La giusta ostinazione di Microsoft nel proteggere la privacy degli utenti in Internet Explorer 10 fa infuriare le agenzie pubblicitarie.
Si chiama "
do not track" (letteralmente: "non seguire"), ed è un'impostazione con cui un
browser chiede ai siti visitati di non prendere nota delle attività svolte.
Molti siti Web, infatti, mantengono memoria di tutto ciò su cui l'utente ha cliccato, e spesso passano l'informazione
ad altri siti (usando i cosiddetti
cookie, brevi file di dati salvati sul vostro stesso computer).
In questo modo, quando visitate un sito questo può avere conoscenza di ciò di cui vi siete interessati di recente, e proporvi
annunci pubblicitari mirati sui vostri specifici gusti.
Le nuove specifiche
HTTP prevedono che l'utente del browser possa usare la funzione do not track per chiedere di non essere "spiato" in questo modo (non esiste la certezza che la richiesta venga eseguita, ma si suppone che i siti legittimi si sentano tenuti a onorare la richiesta di
privacy dei visitatori).
Tutti i browser si preparavano ad adottare la funzione do not track.

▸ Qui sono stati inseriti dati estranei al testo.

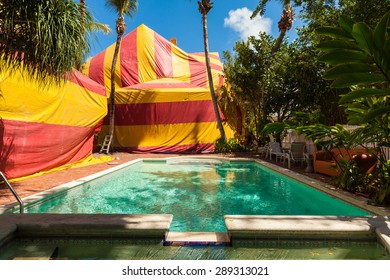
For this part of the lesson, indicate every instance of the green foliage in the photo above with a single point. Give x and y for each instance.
(46, 38)
(230, 146)
(359, 58)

Microsoft, tuttavia, ha messo tutti in subbuglio annunciando che, nel suo futuro browser
Internet Explorer 10 (che verrà lanciato insieme a
Windows 8), la funzione do not track sarà
attiva di default. Sarà, cioè, sempre in funzione, a meno che un utente non decida
esplicitamente di disattivarla.
Questa decisione ha provocato un fuoco di fila di
critiche, poiché in questo modo l'opzione do not track si trasforma, da possibilità per i bene informati di proteggere la propria privacy, a situazione
generalizzata.
Oggi l'industria della
pubblicità online si basa infatti in modo massiccio sull'invio di pubblicità mirate in base alla
cronologia di navigazione dell'utente.
Se non fosse più possibile seguire la cronologia della maggioranza degli utenti, si tornerebbe agli albori della pubblicità su Internet, quando si utilizzavano
banner pubblicitari senza poter sapere chi li cliccava (e che perciò avevano
prezzi molto bassi).
La polemica si è spinta al punto che lo stesso
autore della specifica Do Not Track,
Roy Fielding, ha dichiarato che in questo modo Microsoft
viola deliberatamente lo spirito della funzione, e ha prodotto una patch che i server possono usare per
ignorare il do not track quando proviene da Internet Explorer, dato che in tal caso non è dovuto a un'
esplicita volontà dell'utente di non essere seguito.
Microsoft però
tiene duro sulla propria decisione, tanto che ieri l'
ANA, associazione dei
pubblicitari statunitensi, ha pubblicato una
lettera aperta a Steve Ballmer, amministratore delegato di Microsoft, chiedendogli di
desistere.
Microsoft sostiene che le sue azioni sono unicamente nell'interesse della
privacy dei propri utenti. C'è però chi l'accusa di voler colpire soprattutto
Google, che nella raccolta di questo tipo di dati sul proprio
motore di ricerca ha uno dei suoi business più lucrosi.